Safeway may have seen good results in the first year but our experience shows that there is a substantial amount of confusion in the first year in moving to an HRA plan. There is some natural cost savings as employees are confused about the new plan and how it works resulting in reduced services. However, in year 2 they get comfortable and fully understand that they have $1,000 to spend and will go back to prior behaviors unless there is a substantial supplemental strategy focused on employee education, wellness, disease management and treatment decision support.
I hope Safeway has found the magic bullet. I also fully support Mr. Burd in all that he is doing. I just think he need to be careful in extrapolating from a very preliminary data set.
Does anybody recall how this program was initiated? I think it had to do with a strike and the aftermath of it. Safeway can hold out as long as it takes for its agendas to take place. Lets review
1. Union strikes based on healthcare and wages.
2. Companies band together and offset losses through colusion.
3. After over 100 days workers agree to terms on a contract that was worse than what was offered originally.
My opinion is that Steve Burd wanted them to strike, write the losses off and then settle with the unions for a lower price thus reducing coverage for thousands.
I know for a fact they are hiring people with big problems and it is manifesting itself now. They have no medical coverage for six months while they are paying union dues the entire time, thus creating a constant turnover of staff with no coverage. DO ANY OF YOU WANT TO HAVE THEIR FOOD HANDLED BY A CONSTANT INFLUX OF PEOPLE WITH LITTLE OR NO HEALTHCARE? I hope not because if this continues it will spread illness and disease throughout this country quicker than “free love”.
4. Co-payments have risen, gas has risen, milk skyrocketed, food and living exspenses have increased substantially over the past decade. As I perused through some old paystubs from Safeway, my wage has increased 3 dollars an hour in 10 years (33 cents/year) and I run a meat market. So if some of us aren’t running around like robots anticipating your needs or thanking you by last name please realize that the coorperate objective is not looking out for our best intrest, it is to minimize its risk for shareholder (corp. board) interests to maximize value of the stock. If this means firing, eliminating jobs etc., it will be done.
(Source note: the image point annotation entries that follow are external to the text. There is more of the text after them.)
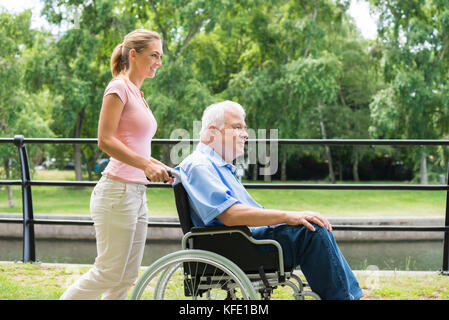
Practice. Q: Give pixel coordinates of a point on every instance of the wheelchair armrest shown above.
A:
(244, 229)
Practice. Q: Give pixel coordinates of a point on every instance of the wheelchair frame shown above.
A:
(250, 283)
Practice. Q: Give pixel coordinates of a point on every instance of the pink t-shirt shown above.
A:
(136, 128)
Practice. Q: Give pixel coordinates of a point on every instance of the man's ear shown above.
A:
(212, 133)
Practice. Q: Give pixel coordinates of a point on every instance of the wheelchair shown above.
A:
(218, 263)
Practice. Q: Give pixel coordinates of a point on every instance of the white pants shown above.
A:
(119, 212)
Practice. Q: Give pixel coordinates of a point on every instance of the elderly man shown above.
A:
(217, 197)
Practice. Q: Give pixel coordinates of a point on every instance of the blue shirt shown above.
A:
(211, 185)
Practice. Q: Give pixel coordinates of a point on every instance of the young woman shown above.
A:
(118, 202)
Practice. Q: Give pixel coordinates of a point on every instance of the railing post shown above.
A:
(29, 248)
(445, 269)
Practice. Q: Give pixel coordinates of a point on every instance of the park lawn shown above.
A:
(49, 281)
(332, 203)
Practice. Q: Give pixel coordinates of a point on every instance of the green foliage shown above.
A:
(297, 66)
Just take a look at the pre-packed meat that is being forced into the stores. Did you know the packages are primarily infused with carbon-dioxide (toxin) to keep its color appeal? That package can stay in a 70 degree temperature for a day and still retain its color thus fooling the consumer its freshness. It is also probably being cut by an undocumented worker.
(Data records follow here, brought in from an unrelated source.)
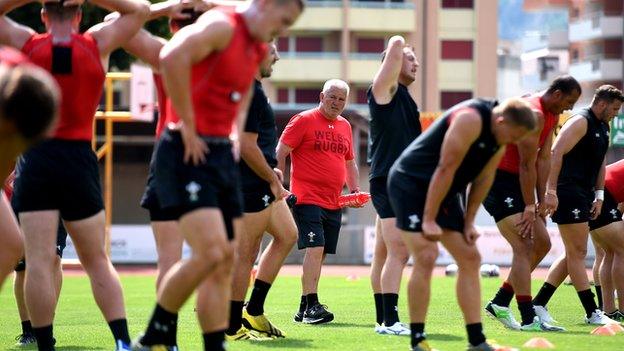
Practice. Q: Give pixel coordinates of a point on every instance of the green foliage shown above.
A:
(29, 15)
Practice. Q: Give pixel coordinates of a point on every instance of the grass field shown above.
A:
(79, 325)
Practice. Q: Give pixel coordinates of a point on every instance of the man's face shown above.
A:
(333, 101)
(266, 66)
(276, 18)
(410, 66)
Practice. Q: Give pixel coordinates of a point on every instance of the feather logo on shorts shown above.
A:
(413, 221)
(193, 188)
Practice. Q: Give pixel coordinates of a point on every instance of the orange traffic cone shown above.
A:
(603, 330)
(539, 343)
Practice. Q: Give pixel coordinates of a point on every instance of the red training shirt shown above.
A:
(81, 88)
(320, 149)
(614, 180)
(219, 81)
(511, 160)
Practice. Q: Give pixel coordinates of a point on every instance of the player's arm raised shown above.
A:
(570, 134)
(385, 82)
(463, 131)
(212, 32)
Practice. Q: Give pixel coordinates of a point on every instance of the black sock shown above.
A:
(599, 295)
(475, 333)
(587, 299)
(543, 296)
(417, 332)
(161, 327)
(311, 300)
(504, 295)
(119, 328)
(525, 306)
(26, 327)
(255, 307)
(378, 308)
(214, 341)
(303, 304)
(391, 309)
(45, 341)
(236, 317)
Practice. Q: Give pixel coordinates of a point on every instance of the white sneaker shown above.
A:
(542, 312)
(397, 328)
(599, 318)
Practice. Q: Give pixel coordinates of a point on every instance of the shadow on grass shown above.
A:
(285, 343)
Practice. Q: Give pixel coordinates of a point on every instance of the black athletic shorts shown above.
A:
(379, 196)
(317, 227)
(408, 196)
(608, 214)
(150, 202)
(59, 175)
(258, 197)
(505, 196)
(574, 204)
(185, 187)
(61, 242)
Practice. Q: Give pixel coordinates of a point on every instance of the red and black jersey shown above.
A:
(219, 81)
(77, 68)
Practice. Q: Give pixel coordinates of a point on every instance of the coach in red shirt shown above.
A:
(321, 148)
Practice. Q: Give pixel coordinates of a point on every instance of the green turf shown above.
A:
(79, 325)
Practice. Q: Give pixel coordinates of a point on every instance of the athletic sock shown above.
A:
(417, 333)
(378, 308)
(504, 295)
(214, 341)
(160, 328)
(255, 307)
(303, 304)
(119, 328)
(391, 309)
(543, 296)
(599, 296)
(587, 299)
(311, 300)
(45, 341)
(525, 305)
(236, 317)
(475, 333)
(26, 327)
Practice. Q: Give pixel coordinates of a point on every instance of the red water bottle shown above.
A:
(358, 199)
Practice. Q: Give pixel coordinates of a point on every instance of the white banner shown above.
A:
(142, 93)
If people fail to realize the paths that their food makes its way to their tables it enables these types of companies to deflect blame elsewhere, and at that point who are you going to believe.
All working people deserve the care needed to be healthy yet it seems the HMO’s and others like it are all in it for a profit. I thought insurance companies were to break even and if there was a surpluss, refund participants fees. Instead we are all funding their FUN.
Wanda wrote @ November 14th, 2007 at 8:39 pm
There seems to be little current news of Safeway’s healthy incentive program. There is rumor that the program has been cancelled and everyone working on it was fired. Is that true?
Are other programs of the same type in trouble? It seems so logical an approach to stem the rise of healthcare costs.